Successes, scraps and lost felafels

When, like me, you cook a lot, not everything falls into the 'spectacular success' category of recipes that you know you'll be making over and over again. Quite the opposite really, which is why it's pretty exciting when I do come across those rare combinations of ingredients and technique that demand instant addition to the never-to-be-lost-scraps-of-paper collection which regularly gets shuffled between my desk, kitchen, and lounge room table (and sometimes gets lost...if I can find the fresh pea felafel recipe I made a few months ago out of a magazine published around the same time, but that I can't for the life of me remember the title of or where I put it, I will actually skip to the kitchen to make it again, and you will all be hearing about it).

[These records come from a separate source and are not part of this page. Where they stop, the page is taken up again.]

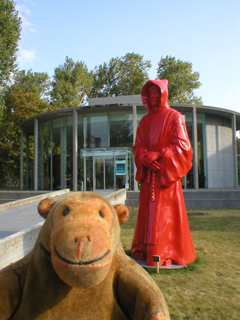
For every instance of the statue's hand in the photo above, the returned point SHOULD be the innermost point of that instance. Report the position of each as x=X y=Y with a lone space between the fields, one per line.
x=155 y=166
x=150 y=158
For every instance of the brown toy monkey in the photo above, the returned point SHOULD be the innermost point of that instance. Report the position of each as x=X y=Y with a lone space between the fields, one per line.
x=78 y=269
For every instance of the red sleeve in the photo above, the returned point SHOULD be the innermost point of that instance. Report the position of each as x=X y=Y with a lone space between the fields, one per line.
x=176 y=158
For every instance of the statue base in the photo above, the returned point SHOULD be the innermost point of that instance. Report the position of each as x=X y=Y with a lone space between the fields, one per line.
x=142 y=263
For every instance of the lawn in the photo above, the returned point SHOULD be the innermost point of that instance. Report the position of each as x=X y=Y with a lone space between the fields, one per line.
x=210 y=287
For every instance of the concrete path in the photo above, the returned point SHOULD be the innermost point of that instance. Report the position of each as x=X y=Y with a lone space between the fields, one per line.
x=18 y=218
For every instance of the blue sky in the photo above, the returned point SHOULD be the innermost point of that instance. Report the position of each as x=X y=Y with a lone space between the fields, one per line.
x=205 y=33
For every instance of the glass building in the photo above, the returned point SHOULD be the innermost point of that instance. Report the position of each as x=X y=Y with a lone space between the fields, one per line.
x=91 y=148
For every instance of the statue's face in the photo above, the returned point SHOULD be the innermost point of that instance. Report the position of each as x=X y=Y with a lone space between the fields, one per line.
x=154 y=97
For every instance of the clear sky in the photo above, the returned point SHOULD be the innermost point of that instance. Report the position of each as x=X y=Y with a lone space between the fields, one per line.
x=205 y=33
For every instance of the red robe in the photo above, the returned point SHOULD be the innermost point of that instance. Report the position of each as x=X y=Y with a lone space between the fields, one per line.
x=162 y=227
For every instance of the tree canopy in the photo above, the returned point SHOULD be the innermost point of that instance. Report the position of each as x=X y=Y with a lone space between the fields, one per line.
x=10 y=27
x=19 y=106
x=121 y=76
x=71 y=84
x=34 y=82
x=182 y=81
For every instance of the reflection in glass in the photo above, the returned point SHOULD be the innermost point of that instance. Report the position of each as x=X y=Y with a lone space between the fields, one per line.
x=97 y=131
x=121 y=129
x=109 y=173
x=99 y=173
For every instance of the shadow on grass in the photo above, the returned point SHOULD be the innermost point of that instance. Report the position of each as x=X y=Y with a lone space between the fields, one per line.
x=211 y=223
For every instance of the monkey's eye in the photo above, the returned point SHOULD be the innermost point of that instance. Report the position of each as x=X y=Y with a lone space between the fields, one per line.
x=65 y=211
x=101 y=214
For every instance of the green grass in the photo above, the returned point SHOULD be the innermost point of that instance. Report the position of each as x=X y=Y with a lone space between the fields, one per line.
x=208 y=289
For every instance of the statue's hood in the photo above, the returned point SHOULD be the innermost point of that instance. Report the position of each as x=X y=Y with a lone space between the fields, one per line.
x=162 y=85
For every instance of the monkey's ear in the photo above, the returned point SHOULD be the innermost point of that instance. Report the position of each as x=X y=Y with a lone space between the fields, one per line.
x=45 y=206
x=122 y=213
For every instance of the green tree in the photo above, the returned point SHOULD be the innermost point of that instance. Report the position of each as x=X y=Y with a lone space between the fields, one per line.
x=182 y=81
x=19 y=106
x=34 y=82
x=121 y=76
x=71 y=84
x=9 y=36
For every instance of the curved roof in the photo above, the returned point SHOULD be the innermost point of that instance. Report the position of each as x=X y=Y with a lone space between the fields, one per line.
x=99 y=105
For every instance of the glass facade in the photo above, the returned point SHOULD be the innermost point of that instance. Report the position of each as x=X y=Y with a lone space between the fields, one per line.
x=104 y=142
x=104 y=156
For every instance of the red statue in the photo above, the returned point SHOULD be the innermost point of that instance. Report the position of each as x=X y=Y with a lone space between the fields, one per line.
x=163 y=156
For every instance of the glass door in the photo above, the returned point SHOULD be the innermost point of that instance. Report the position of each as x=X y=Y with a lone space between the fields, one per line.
x=109 y=173
x=99 y=173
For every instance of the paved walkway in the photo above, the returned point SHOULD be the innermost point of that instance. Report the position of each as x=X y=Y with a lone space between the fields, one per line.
x=25 y=216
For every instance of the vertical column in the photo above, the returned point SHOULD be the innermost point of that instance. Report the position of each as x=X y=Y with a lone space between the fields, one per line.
x=235 y=171
x=75 y=147
x=51 y=159
x=35 y=154
x=27 y=161
x=21 y=161
x=195 y=154
x=134 y=138
x=63 y=154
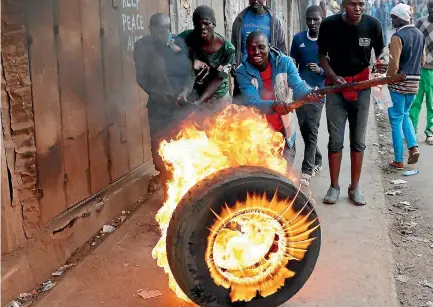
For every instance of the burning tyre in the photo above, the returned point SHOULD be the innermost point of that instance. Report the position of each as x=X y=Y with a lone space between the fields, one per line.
x=235 y=230
x=243 y=236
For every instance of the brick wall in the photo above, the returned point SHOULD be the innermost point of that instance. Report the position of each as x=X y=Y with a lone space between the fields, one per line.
x=17 y=117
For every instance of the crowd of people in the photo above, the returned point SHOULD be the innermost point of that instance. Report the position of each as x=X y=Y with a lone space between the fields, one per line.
x=194 y=70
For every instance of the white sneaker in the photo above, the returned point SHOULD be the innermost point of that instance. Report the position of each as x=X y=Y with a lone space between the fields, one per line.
x=317 y=169
x=305 y=180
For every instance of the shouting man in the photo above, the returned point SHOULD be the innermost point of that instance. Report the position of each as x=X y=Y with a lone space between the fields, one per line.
x=212 y=56
x=425 y=25
x=264 y=77
x=257 y=16
x=305 y=53
x=165 y=73
x=345 y=44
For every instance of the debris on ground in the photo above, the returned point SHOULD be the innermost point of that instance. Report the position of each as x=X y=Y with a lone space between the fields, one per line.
x=108 y=228
x=416 y=239
x=411 y=172
x=48 y=285
x=393 y=192
x=62 y=269
x=402 y=278
x=398 y=181
x=428 y=284
x=410 y=228
x=149 y=294
x=404 y=205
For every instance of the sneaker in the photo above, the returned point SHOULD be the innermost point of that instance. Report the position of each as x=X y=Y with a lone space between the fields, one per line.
x=331 y=196
x=397 y=165
x=317 y=169
x=413 y=155
x=305 y=179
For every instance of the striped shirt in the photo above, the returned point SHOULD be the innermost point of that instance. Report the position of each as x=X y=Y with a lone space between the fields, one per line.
x=426 y=27
x=407 y=54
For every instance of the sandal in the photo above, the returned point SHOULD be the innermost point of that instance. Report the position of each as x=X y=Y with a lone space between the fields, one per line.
x=357 y=197
x=413 y=155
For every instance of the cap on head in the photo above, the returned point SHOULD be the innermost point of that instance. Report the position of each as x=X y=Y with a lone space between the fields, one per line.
x=402 y=11
x=203 y=12
x=314 y=9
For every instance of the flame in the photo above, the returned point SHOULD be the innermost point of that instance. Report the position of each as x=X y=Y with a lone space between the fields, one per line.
x=251 y=243
x=233 y=137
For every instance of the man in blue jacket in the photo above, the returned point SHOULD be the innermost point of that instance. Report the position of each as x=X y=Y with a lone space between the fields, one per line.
x=265 y=77
x=305 y=53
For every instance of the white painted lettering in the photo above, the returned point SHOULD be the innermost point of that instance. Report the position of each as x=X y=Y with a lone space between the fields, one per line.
x=130 y=44
x=141 y=22
x=124 y=21
x=133 y=24
x=128 y=22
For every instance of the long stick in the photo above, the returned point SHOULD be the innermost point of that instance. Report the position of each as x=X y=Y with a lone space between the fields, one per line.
x=356 y=86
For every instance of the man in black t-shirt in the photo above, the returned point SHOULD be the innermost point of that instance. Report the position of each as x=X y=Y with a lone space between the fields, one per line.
x=345 y=44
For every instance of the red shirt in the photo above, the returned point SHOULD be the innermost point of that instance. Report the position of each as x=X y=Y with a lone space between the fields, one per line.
x=268 y=94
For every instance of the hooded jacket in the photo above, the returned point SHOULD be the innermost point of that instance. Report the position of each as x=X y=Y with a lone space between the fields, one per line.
x=278 y=38
x=285 y=76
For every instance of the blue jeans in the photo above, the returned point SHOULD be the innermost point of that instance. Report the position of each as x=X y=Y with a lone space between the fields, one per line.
x=400 y=121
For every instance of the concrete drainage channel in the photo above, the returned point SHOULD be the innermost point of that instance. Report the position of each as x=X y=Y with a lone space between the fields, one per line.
x=26 y=299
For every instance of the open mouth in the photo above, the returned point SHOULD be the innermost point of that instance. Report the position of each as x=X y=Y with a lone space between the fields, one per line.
x=258 y=59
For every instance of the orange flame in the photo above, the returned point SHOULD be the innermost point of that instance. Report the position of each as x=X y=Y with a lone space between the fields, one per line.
x=236 y=136
x=250 y=244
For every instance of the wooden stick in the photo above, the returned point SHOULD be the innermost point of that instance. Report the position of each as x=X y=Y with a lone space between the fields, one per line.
x=339 y=88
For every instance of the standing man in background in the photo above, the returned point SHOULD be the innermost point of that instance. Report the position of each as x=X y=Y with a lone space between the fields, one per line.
x=406 y=53
x=257 y=16
x=165 y=73
x=382 y=16
x=305 y=53
x=345 y=45
x=425 y=25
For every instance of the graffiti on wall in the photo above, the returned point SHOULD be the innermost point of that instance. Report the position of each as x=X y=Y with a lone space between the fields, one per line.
x=132 y=22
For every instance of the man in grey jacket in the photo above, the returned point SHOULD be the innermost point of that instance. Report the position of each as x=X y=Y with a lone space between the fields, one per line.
x=257 y=16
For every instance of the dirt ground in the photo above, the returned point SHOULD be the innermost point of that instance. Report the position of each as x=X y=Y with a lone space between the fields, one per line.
x=410 y=216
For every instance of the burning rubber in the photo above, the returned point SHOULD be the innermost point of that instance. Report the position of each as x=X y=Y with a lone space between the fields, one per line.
x=236 y=229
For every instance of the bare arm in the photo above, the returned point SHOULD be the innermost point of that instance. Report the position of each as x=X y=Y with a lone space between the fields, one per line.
x=210 y=89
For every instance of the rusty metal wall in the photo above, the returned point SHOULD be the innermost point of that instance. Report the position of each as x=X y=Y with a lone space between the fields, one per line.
x=74 y=120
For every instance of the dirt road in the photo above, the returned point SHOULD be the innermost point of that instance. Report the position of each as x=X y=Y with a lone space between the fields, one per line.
x=411 y=217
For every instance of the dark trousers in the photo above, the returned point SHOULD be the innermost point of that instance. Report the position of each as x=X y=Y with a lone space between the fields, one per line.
x=164 y=124
x=309 y=121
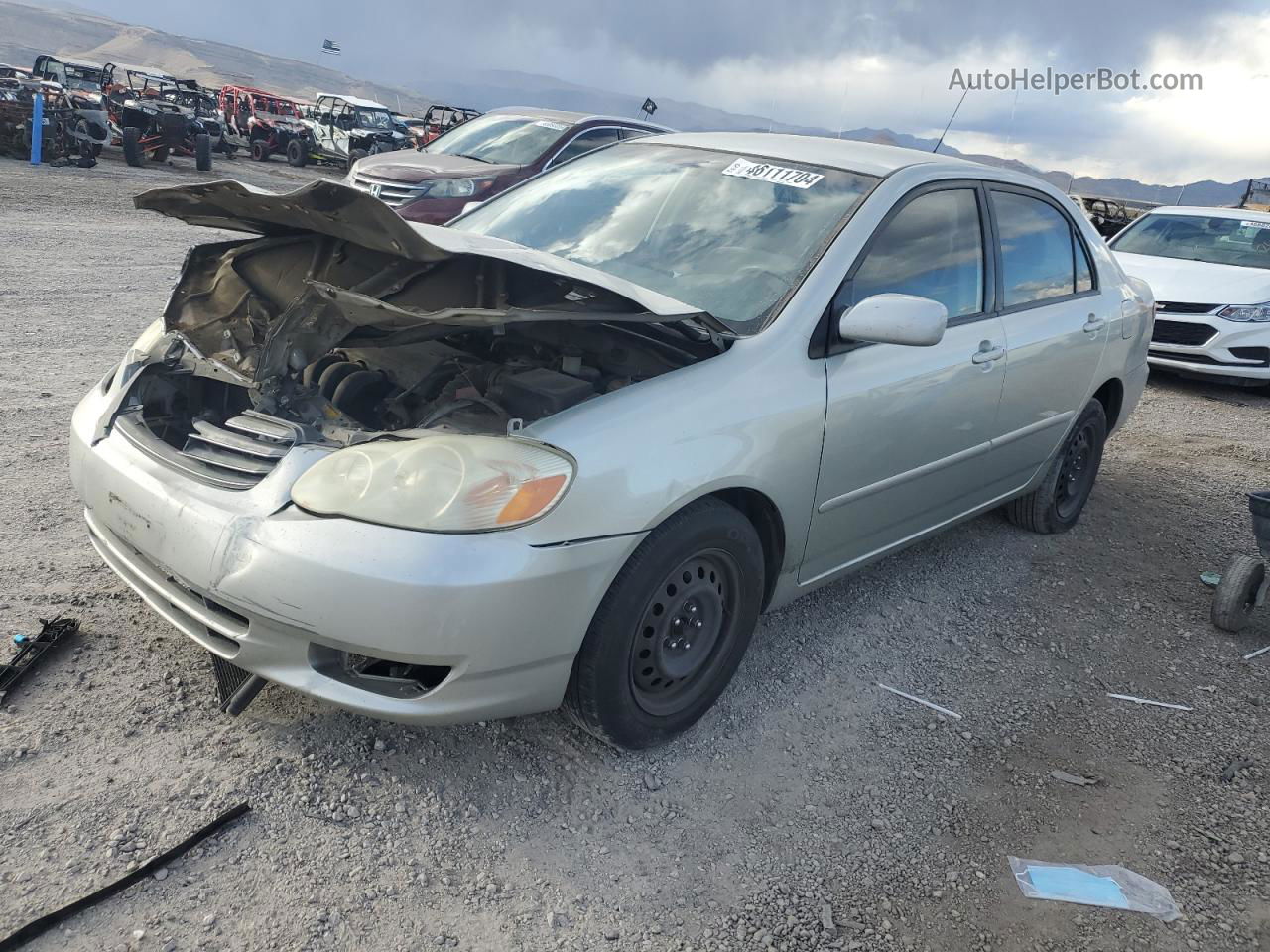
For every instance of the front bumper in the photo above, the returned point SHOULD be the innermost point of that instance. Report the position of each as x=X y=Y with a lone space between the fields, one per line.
x=1222 y=348
x=280 y=593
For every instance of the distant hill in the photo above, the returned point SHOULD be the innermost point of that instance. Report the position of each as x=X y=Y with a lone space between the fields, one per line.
x=27 y=31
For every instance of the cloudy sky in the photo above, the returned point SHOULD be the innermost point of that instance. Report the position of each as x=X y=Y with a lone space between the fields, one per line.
x=828 y=62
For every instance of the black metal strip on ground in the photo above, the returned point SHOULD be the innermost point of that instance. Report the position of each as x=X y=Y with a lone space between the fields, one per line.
x=46 y=921
x=32 y=648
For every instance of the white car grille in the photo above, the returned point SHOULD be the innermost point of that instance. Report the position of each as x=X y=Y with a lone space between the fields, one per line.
x=388 y=190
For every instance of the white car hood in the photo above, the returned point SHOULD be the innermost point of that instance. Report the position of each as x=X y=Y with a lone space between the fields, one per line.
x=1198 y=282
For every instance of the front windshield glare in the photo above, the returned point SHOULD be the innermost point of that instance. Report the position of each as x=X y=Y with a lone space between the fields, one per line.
x=495 y=137
x=1199 y=239
x=373 y=119
x=728 y=234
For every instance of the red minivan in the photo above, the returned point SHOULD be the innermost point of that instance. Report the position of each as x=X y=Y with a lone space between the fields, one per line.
x=484 y=157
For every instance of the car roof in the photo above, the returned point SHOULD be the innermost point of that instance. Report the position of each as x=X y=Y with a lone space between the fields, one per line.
x=353 y=100
x=572 y=118
x=852 y=155
x=76 y=61
x=1201 y=212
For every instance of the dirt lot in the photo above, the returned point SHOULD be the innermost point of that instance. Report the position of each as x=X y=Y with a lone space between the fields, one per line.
x=808 y=811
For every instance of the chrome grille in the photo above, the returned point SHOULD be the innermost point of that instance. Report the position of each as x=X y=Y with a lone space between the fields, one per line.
x=388 y=190
x=235 y=454
x=246 y=447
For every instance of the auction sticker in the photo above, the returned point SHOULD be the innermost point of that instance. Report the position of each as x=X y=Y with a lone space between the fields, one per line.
x=776 y=175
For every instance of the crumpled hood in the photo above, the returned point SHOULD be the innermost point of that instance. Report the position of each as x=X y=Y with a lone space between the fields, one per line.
x=418 y=167
x=1198 y=282
x=336 y=211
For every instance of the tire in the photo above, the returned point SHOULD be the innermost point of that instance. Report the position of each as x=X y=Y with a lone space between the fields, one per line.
x=1057 y=504
x=1236 y=595
x=203 y=151
x=636 y=680
x=298 y=153
x=132 y=154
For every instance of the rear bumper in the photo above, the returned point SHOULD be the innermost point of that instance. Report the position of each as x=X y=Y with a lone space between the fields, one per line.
x=280 y=593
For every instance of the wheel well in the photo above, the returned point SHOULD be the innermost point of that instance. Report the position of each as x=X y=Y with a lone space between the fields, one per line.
x=1111 y=397
x=766 y=518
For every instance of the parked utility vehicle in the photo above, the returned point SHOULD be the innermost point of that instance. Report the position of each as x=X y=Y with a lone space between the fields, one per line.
x=344 y=128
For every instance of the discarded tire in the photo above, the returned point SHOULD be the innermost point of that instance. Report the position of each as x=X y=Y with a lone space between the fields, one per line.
x=1236 y=595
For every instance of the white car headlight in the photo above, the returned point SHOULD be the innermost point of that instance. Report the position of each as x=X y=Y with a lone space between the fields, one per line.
x=439 y=483
x=1255 y=313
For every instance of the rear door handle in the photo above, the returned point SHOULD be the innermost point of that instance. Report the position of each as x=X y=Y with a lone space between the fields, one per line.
x=987 y=353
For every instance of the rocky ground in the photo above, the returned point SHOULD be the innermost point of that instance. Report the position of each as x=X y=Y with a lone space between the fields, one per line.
x=810 y=810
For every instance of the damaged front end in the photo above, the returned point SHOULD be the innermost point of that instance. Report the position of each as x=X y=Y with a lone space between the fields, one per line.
x=339 y=322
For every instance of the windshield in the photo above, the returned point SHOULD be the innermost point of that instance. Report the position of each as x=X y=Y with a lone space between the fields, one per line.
x=373 y=119
x=731 y=235
x=1199 y=239
x=511 y=140
x=82 y=80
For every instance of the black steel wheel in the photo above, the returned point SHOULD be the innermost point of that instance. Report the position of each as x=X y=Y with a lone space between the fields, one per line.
x=1057 y=503
x=679 y=634
x=672 y=629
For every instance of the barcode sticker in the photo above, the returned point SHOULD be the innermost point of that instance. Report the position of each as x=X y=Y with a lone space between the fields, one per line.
x=776 y=175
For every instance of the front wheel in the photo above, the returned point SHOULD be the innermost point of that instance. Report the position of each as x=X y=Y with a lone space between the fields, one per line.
x=1057 y=504
x=203 y=151
x=672 y=629
x=298 y=153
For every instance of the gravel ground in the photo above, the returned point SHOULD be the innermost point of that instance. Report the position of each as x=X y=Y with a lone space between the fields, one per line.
x=807 y=811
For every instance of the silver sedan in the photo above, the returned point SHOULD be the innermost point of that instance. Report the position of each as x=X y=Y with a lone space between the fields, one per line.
x=572 y=445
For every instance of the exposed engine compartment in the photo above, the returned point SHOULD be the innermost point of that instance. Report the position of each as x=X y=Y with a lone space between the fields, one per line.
x=340 y=322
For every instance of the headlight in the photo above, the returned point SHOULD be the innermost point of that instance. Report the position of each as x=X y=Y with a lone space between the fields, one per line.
x=1246 y=312
x=456 y=188
x=439 y=483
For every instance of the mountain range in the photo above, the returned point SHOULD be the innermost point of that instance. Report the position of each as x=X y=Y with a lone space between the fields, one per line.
x=28 y=31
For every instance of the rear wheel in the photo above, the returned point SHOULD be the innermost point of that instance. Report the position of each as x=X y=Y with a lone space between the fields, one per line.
x=298 y=153
x=1057 y=504
x=672 y=629
x=203 y=151
x=1237 y=594
x=132 y=153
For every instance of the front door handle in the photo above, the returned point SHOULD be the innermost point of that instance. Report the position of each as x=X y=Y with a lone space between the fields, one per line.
x=988 y=353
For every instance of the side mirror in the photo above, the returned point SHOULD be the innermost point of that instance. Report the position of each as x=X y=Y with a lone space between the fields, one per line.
x=894 y=318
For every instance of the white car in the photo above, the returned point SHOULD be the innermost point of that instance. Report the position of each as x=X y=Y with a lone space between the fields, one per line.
x=1210 y=272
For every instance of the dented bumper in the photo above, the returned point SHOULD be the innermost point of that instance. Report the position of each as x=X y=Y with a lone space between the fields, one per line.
x=285 y=594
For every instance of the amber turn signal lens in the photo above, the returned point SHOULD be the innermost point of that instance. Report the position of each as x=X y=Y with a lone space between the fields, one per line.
x=532 y=498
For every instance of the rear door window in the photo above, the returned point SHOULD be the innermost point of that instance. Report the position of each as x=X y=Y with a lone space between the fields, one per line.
x=1038 y=250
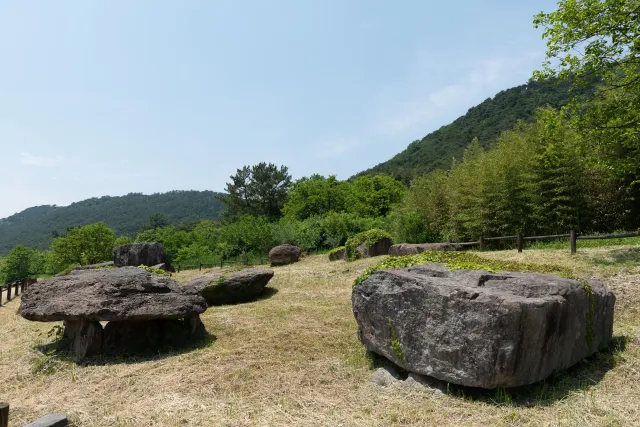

Today's recipe was not destined to be of the spectacular variety, but it certainly wasn't bad and with a bit of work might even make it a little further up the ranks, so I thought I would share it anyway. It's another contender marked off the list in my endless quest for the perfect muesli slice, and although it doesn't fit my picky criteria on account of being a bit too cakey, I did quite like it in a fudgy, squishy, oaty kind of way. The one thing I would definitely keep in mind if I make it again (and I may) would be to reduce the sugar as it was quite sweet. I used my own Toasted Nut Crunch Muesli (which I would certainly encourage you to make, and not only for purposes of this recipe!) which does have brown sugar in it already, so I guess if you wanted to use an untoasted/unsweetened muesli perhaps you could get away with using the full amount of sugar.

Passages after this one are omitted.